Em "De Sonho e de Desgraça", jornalista carioca David Butter aborda a apoteose no Rio em fevereiro de 1919, lamenta o descaso com a folia na atual pandemia e se orgulha do pertencimento familiar a essa forma peculiar de compreender a cidade

Por Daniel Israel em 25/02/2022 às 05:16:20

Autor de crônicas sobre o Flamengo em coletânea, escritor lança seu primeiro livrorreportagem em 2022. Foto: ESPM/Divulgação

O Rio de Janeiro pode até ter sido palco de dois carnavais, e para o folião carioca em 1912 parece que estava tudo bem, diferente de 110 anos depois: pelo menos de hoje (25) até a próxima Quarta-feira de Cinzas (2/3), há blocos se organizando extraoficialmente para desfilar em diferentes pontos da cidade, pretendendo repetir a dose daqui a dois meses, no mesmo fim de semana da Alvorada de São Jorge. Pela segunda vez na história do Rio, a festa foi incluída em abril.
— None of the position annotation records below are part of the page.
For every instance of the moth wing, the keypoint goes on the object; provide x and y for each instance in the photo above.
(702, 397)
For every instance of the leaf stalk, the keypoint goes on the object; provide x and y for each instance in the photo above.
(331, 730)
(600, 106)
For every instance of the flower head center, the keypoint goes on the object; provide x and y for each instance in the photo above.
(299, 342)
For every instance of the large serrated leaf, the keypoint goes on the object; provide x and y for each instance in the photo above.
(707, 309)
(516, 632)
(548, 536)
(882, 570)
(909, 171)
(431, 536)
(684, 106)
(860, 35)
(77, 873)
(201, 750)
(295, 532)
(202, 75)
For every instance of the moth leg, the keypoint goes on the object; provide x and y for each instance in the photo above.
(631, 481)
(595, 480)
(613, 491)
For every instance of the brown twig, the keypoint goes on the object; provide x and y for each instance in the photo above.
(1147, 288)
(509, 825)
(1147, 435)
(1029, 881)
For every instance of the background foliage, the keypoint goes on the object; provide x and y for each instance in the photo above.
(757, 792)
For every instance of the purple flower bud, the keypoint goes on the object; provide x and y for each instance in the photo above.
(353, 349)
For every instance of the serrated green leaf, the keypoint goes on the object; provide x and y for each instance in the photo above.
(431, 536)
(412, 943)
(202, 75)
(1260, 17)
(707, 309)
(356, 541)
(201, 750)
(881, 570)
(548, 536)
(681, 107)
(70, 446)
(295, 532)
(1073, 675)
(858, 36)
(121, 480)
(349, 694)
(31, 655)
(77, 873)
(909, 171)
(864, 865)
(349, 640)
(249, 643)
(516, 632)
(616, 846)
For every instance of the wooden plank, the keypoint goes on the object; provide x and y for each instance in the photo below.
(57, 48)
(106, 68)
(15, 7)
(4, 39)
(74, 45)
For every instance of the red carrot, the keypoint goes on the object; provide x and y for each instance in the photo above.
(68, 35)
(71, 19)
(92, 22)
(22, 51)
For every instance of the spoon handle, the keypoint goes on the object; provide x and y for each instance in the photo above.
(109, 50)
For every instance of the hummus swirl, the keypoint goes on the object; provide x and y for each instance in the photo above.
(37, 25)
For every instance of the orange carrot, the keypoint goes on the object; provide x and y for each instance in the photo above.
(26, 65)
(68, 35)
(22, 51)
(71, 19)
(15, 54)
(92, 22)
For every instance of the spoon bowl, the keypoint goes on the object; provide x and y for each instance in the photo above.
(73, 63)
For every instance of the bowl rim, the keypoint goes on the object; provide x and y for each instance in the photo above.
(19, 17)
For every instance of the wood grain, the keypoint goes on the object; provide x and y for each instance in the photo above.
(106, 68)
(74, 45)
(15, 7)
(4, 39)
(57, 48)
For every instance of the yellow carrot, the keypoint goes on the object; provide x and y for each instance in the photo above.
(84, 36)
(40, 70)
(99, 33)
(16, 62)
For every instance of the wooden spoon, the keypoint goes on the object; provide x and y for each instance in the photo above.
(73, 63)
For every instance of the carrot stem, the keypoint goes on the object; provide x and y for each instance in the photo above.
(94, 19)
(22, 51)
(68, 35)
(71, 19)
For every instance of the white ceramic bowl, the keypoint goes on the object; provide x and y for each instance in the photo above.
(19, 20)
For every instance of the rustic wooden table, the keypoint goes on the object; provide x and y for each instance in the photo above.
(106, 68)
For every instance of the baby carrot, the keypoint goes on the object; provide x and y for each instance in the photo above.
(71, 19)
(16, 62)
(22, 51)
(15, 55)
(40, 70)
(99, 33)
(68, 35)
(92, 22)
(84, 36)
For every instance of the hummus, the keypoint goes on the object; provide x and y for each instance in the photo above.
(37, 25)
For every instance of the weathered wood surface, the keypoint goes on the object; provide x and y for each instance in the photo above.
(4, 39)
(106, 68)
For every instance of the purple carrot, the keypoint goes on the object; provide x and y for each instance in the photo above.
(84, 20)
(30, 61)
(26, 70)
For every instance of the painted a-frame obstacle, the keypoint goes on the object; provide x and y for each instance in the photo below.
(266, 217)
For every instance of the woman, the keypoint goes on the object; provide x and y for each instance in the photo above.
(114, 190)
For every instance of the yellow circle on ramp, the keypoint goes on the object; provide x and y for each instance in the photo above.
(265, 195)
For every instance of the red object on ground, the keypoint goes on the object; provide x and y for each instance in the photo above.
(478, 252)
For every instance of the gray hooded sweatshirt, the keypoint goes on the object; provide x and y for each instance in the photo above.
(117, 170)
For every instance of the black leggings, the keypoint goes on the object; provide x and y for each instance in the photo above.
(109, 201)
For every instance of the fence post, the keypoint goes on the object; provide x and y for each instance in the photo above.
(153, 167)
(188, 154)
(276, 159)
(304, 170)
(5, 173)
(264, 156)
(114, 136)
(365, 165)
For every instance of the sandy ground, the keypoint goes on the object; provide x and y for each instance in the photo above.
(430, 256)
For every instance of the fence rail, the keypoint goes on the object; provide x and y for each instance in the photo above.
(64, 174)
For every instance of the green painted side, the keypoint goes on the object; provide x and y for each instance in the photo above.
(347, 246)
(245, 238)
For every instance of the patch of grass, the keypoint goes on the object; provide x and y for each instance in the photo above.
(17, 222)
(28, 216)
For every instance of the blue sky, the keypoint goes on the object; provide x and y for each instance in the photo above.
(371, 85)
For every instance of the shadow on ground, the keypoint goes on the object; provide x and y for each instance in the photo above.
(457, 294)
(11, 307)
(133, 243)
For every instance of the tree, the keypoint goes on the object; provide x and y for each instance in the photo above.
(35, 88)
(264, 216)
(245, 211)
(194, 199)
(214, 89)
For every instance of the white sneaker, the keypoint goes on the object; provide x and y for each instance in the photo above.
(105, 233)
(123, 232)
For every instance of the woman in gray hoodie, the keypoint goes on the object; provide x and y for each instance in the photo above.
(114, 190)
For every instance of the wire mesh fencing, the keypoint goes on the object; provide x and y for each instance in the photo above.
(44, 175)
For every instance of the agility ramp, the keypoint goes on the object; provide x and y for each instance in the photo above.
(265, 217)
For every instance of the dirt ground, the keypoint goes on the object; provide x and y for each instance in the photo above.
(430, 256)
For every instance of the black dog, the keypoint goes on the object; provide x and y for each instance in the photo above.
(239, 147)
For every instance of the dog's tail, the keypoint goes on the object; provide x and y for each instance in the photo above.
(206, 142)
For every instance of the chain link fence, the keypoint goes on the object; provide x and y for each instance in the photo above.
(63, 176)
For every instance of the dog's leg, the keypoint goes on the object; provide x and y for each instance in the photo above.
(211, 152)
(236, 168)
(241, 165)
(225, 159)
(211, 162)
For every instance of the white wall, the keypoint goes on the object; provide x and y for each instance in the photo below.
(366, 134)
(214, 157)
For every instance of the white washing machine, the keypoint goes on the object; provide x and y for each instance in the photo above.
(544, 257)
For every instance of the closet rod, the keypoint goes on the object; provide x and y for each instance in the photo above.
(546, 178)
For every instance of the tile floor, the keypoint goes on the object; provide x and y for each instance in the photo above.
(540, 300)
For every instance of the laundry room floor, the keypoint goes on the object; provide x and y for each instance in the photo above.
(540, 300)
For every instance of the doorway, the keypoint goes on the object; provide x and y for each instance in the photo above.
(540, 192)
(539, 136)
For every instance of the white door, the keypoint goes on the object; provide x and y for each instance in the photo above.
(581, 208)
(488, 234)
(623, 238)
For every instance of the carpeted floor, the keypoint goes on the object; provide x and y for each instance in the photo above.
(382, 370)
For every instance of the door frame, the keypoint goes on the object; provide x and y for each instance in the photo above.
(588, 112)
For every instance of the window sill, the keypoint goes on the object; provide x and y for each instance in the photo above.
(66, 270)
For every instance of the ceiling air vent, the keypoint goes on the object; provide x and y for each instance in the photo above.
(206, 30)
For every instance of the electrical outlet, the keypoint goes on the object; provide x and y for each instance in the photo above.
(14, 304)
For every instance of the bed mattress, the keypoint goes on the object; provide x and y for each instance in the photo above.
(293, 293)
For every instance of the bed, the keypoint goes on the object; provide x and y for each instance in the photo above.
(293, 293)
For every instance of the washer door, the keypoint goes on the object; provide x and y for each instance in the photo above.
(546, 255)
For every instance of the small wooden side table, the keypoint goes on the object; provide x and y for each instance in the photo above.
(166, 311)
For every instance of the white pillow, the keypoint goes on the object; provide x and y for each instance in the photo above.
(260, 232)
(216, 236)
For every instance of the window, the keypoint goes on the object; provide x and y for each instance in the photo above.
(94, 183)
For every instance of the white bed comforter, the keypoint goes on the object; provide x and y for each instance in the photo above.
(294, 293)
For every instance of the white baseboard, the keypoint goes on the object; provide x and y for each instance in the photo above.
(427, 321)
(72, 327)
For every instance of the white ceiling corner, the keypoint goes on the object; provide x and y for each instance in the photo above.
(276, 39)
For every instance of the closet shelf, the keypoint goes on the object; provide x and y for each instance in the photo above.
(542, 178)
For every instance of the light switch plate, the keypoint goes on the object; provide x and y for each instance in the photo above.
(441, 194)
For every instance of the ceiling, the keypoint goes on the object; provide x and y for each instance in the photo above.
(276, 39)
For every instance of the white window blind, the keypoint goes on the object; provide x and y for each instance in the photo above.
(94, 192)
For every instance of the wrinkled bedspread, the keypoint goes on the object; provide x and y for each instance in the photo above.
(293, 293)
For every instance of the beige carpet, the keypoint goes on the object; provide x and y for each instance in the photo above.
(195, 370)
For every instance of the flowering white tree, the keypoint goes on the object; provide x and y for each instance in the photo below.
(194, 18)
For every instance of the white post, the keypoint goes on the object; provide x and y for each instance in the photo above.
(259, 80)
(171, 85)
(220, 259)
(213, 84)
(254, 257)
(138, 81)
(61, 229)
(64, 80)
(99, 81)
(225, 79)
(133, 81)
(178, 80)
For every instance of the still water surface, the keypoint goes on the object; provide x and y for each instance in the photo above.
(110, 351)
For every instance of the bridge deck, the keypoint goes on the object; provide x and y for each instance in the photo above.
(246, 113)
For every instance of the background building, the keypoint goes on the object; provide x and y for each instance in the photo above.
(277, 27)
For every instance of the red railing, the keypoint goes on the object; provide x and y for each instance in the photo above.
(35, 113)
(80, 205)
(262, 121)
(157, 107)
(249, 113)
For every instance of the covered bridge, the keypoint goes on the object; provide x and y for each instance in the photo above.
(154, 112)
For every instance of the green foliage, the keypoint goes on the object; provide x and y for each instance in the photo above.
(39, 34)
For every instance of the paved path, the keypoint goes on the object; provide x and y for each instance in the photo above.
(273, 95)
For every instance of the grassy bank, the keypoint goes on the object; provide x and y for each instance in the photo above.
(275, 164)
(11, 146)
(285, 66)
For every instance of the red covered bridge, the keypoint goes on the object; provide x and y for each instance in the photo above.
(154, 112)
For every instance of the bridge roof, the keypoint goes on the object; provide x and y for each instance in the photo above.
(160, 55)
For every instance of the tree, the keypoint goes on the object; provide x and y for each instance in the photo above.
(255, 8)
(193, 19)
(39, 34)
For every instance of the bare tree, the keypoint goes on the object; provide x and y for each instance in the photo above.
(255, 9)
O problema, além do adiamento neste ano, foi ter ficado sem festa em 2021. Ainda assim, é em meio às indefinições da covid-19 que o jornalista David Butter, vasta experiência no telejornalismo e jornalismo digital com mestrado em religião na contemporaneidade, está lançando "De Sonho e de Desgraça" (Mórula Editorial, 2022): para rememorar o tempo de outra pandemia - a de gripe espanhola - e saudar "outros carnavais". Melhor, outro carnaval, o de 1919.

Para ele, que estreia como autor de livros-reportagem, a principal lição da pesquisa e da escrita da obra foi a "capacidade de retrabalhar as chagas de uma tragédia em arte, no contexto de uma festa". Confira abaixo na íntegra a entrevista exclusiva que o Portal Eu, Rio! fez com o escritor. E, claro, feliz carnaval.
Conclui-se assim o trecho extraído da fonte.